By John Lee.
The Australian Securities and Investments Commission (ASIC) has today discontinued its proceedings in the Supreme Court of Victoria against Charles Stott and Michael Long for alleged breaches of their duties as officers of AWB Limited — formerly the Australian Wheat Board — in connection with the United Nations Oil for Food Programme in Iraq.
The discontinuance is by consent in both matters, on terms that the parties bear their own costs of and incidental to the proceeding. No finding of fault or declaration of contravention was made against Mr Stott or Mr Long.
ASIC decided to discontinue the proceedings after forming the view that it was no longer in the public interest to pursue its claims against Mr Stott, who was AWB’s former General Manager of International Sales and Marketing, and Mr Long, who succeeded Mr Stott in that role.
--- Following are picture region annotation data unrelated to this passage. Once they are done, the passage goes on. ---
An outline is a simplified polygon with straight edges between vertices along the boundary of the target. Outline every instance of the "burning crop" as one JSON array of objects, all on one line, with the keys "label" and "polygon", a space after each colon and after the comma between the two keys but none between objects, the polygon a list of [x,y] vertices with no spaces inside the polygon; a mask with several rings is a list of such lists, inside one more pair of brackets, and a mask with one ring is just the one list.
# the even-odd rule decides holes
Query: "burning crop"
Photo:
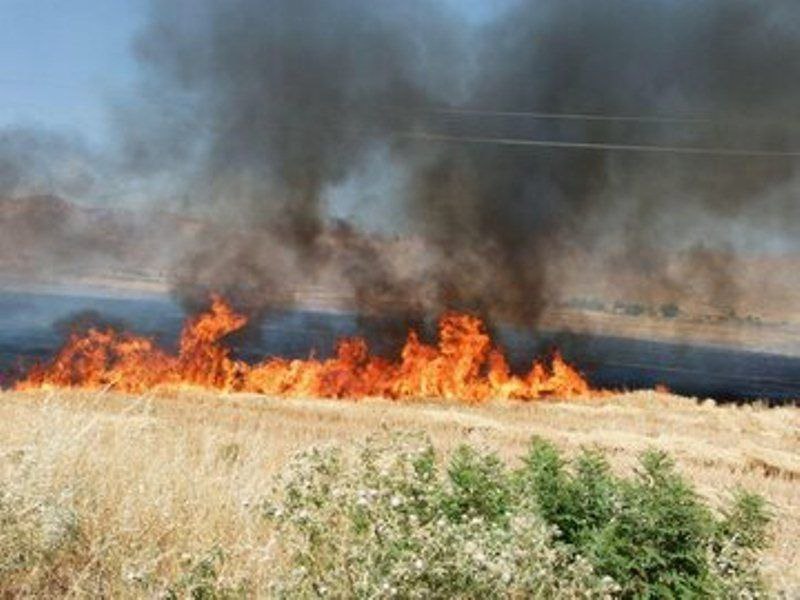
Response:
[{"label": "burning crop", "polygon": [[435,345],[411,330],[397,360],[371,354],[363,338],[343,338],[328,359],[268,357],[250,364],[233,356],[225,337],[247,318],[219,296],[185,323],[177,354],[153,340],[112,328],[73,334],[52,361],[34,366],[16,387],[112,389],[140,393],[200,387],[281,397],[488,399],[569,398],[589,393],[586,379],[558,352],[511,372],[478,317],[449,312]]}]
ASIC’s proceedings against Trevor Flugge, the former Chairman of AWB, and Peter Geary, the former Group General Manager Trading of AWB, are ongoing
In December 2007, ASIC commenced civil penalty proceedings in the Supreme Court of Victoria against six defendants for alleged breaches of their duties as directors and officers of AWB Limited. The proceedings arose from investigations conducted by ASIC following the completion of the Inquiry into certain Australian companies in relation to the UN Oil-For-Food Programme that had been established by the Australian Government.
In August 2012 Justice Robson of the Supreme Court of Victoria ordered that Andrew Lindberg, the former Managing Director of AWB be disqualified from managing corporations and pay a pecuniary penalty for contravening section 180(1) of the Corporations Act 2001 which requires company directors and officers to discharge their duties with due care and diligence.
In March 2013 the Victorian Court of Appeal ordered that Paul Ingleby, the former Chief Financial Officer of AWB, be disqualified from managing corporations and pay a pecuniary penalty for contravening section 180(1) of the Corporations Act 2001.